The other man also used illegal drugs, but he was of mixed race and from a single parent household, with little money. He didn’t have important friends or a wealthy father. Now, you might think I’m about to tell you a story about racism in America, where the rich white kid gets off and the black kid goes to jail.
It could well be, and often is, but that is not this story. In this story, both young men were extraordinarily lucky. Both young men were not caught. They weren’t imprisoned.
Instead, they both went on to become Presidents of the United States.
The history of African-American repression in this country rose from government-sanctioned racism. Jim Crow laws were a product of bigoted state and local governments.
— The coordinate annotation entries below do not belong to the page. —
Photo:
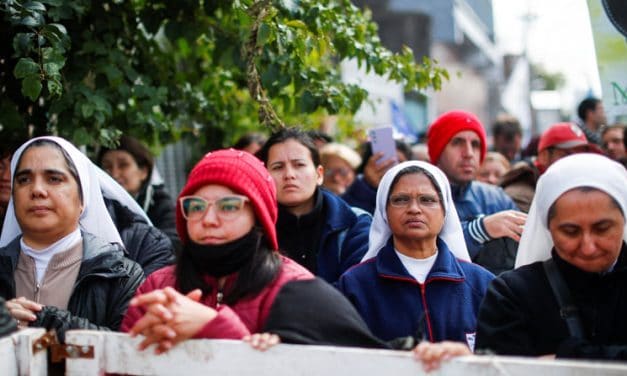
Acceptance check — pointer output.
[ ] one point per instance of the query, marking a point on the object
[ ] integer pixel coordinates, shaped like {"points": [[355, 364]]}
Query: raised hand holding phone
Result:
{"points": [[382, 141]]}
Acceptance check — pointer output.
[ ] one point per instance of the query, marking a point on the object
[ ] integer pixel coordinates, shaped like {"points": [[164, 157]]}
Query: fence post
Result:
{"points": [[29, 361], [85, 339]]}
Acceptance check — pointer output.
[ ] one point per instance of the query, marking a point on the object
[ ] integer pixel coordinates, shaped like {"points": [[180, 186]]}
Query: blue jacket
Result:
{"points": [[473, 201], [394, 304], [344, 237], [360, 194]]}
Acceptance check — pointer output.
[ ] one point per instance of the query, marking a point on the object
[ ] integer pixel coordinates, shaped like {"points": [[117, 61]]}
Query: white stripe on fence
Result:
{"points": [[117, 353]]}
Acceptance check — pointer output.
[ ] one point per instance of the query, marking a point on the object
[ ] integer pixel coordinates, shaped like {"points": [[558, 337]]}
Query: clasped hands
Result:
{"points": [[172, 317]]}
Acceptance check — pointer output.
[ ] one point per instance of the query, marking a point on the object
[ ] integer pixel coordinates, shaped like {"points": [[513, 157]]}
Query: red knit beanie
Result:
{"points": [[448, 125], [243, 173]]}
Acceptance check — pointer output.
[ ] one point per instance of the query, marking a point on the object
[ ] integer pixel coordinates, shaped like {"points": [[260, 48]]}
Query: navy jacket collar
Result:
{"points": [[446, 265]]}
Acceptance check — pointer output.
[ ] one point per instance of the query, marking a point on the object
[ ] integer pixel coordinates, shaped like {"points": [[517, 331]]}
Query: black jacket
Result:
{"points": [[520, 315], [7, 323], [105, 284], [145, 244], [160, 211]]}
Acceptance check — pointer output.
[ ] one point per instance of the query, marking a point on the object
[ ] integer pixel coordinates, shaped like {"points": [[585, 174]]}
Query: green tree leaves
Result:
{"points": [[209, 69]]}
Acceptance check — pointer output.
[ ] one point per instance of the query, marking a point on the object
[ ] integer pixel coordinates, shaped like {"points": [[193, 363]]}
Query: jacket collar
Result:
{"points": [[306, 220], [446, 265]]}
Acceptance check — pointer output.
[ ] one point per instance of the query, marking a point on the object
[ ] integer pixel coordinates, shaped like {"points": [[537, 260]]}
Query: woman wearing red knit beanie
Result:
{"points": [[229, 271]]}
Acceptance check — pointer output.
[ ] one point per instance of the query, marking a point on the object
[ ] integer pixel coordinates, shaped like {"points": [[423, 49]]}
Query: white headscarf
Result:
{"points": [[451, 232], [111, 189], [94, 219], [579, 170]]}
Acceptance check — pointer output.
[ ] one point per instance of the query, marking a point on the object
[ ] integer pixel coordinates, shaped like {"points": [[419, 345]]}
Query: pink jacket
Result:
{"points": [[245, 317]]}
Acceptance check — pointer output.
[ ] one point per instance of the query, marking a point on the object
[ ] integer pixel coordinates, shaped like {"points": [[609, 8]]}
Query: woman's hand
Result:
{"points": [[376, 168], [507, 223], [262, 341], [432, 354], [23, 310], [171, 317]]}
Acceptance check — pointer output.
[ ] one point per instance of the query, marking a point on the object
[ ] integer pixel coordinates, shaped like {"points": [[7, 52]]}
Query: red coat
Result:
{"points": [[245, 317]]}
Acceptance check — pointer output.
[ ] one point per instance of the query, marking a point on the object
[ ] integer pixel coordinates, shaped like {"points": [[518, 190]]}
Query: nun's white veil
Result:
{"points": [[94, 218], [451, 232], [579, 170]]}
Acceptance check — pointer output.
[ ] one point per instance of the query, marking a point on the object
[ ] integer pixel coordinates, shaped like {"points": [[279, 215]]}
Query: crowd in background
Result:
{"points": [[454, 247]]}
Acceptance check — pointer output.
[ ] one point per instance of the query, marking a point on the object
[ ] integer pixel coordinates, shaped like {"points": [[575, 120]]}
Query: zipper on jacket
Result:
{"points": [[37, 290], [426, 310], [219, 296]]}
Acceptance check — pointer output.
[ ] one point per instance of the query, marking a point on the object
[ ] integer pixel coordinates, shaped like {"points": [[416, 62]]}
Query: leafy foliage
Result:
{"points": [[159, 70]]}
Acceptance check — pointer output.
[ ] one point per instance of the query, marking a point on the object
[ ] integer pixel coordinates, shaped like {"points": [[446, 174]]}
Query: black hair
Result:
{"points": [[417, 170], [553, 211], [291, 133], [320, 135], [366, 153], [249, 138], [261, 269], [588, 104], [68, 161]]}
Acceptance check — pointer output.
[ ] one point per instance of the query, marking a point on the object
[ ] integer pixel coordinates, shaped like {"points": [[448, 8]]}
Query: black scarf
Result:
{"points": [[223, 259]]}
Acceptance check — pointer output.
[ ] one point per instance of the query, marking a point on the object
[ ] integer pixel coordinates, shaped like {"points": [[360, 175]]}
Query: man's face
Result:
{"points": [[508, 145], [460, 158], [613, 143]]}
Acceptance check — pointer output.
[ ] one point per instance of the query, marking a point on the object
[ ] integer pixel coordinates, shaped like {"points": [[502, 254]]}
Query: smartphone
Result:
{"points": [[382, 140]]}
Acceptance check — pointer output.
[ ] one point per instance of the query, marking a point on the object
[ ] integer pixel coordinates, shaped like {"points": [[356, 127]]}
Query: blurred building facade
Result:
{"points": [[459, 35]]}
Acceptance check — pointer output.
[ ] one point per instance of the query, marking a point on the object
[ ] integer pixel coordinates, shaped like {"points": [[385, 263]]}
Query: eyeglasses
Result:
{"points": [[194, 208], [424, 201]]}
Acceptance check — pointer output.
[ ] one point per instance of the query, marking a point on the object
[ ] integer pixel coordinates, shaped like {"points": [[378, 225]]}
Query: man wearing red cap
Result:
{"points": [[558, 141], [457, 145]]}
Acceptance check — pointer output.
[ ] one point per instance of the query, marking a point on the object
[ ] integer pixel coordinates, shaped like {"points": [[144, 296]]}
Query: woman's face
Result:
{"points": [[414, 209], [123, 168], [491, 172], [587, 230], [212, 228], [46, 196], [294, 174], [338, 174]]}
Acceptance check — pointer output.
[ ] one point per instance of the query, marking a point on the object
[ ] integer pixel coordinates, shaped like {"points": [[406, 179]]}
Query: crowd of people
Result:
{"points": [[298, 239]]}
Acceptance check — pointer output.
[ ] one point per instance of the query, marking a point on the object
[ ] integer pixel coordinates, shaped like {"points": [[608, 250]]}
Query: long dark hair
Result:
{"points": [[261, 269]]}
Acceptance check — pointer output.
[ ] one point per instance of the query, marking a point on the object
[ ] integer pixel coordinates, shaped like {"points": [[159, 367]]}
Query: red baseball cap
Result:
{"points": [[562, 136]]}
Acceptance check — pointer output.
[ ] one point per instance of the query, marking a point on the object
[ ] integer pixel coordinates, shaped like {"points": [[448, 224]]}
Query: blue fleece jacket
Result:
{"points": [[394, 304], [344, 237]]}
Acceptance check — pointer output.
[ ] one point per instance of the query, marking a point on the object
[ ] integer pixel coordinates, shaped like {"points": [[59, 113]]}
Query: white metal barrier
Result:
{"points": [[99, 353], [24, 353], [117, 353]]}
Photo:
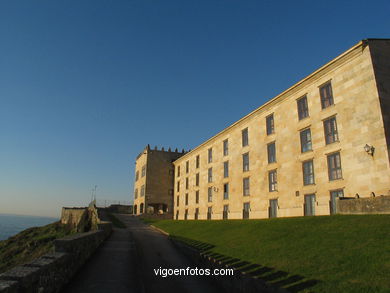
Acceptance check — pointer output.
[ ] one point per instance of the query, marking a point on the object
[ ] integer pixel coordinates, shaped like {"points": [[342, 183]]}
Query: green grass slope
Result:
{"points": [[30, 244], [343, 253]]}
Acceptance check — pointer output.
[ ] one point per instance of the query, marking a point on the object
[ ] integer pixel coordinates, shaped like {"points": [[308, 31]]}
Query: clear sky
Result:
{"points": [[85, 85]]}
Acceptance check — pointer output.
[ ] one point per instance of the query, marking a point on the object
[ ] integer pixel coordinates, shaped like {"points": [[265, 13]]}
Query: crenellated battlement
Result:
{"points": [[162, 149]]}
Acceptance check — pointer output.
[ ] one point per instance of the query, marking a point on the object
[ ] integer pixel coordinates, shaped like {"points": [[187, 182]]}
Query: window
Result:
{"points": [[271, 152], [308, 172], [326, 95], [334, 194], [330, 129], [245, 186], [210, 155], [305, 140], [245, 162], [210, 194], [226, 191], [334, 166], [303, 109], [226, 169], [245, 138], [210, 175], [225, 147], [272, 180], [270, 124]]}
Big and oppressive government, which is the opposite, has long been the enemy of freedom, something that makes no sense but black Americans know all too well.
We must always embrace individual liberty and enforce the constitutional rights of all Americans-rich and poor, immigrant and native, black and white.
Such freedom is essential in achieving any longstanding health and prosperity.
As Toni Morrison, the black women I mentioned earlier, said, “Write your own story.” Challenge mainstream thought about Republicans. I hope that some of you will be open to the Republican message that favors choice in education, a less aggressive foreign policy, more compassion regarding non-violent crime and encourages opportunity in employment.
And when the time is right, I hope that African Americans will again look to the party of emancipation, civil liberty, and individual freedom and vote against it 2016. Rand Paul!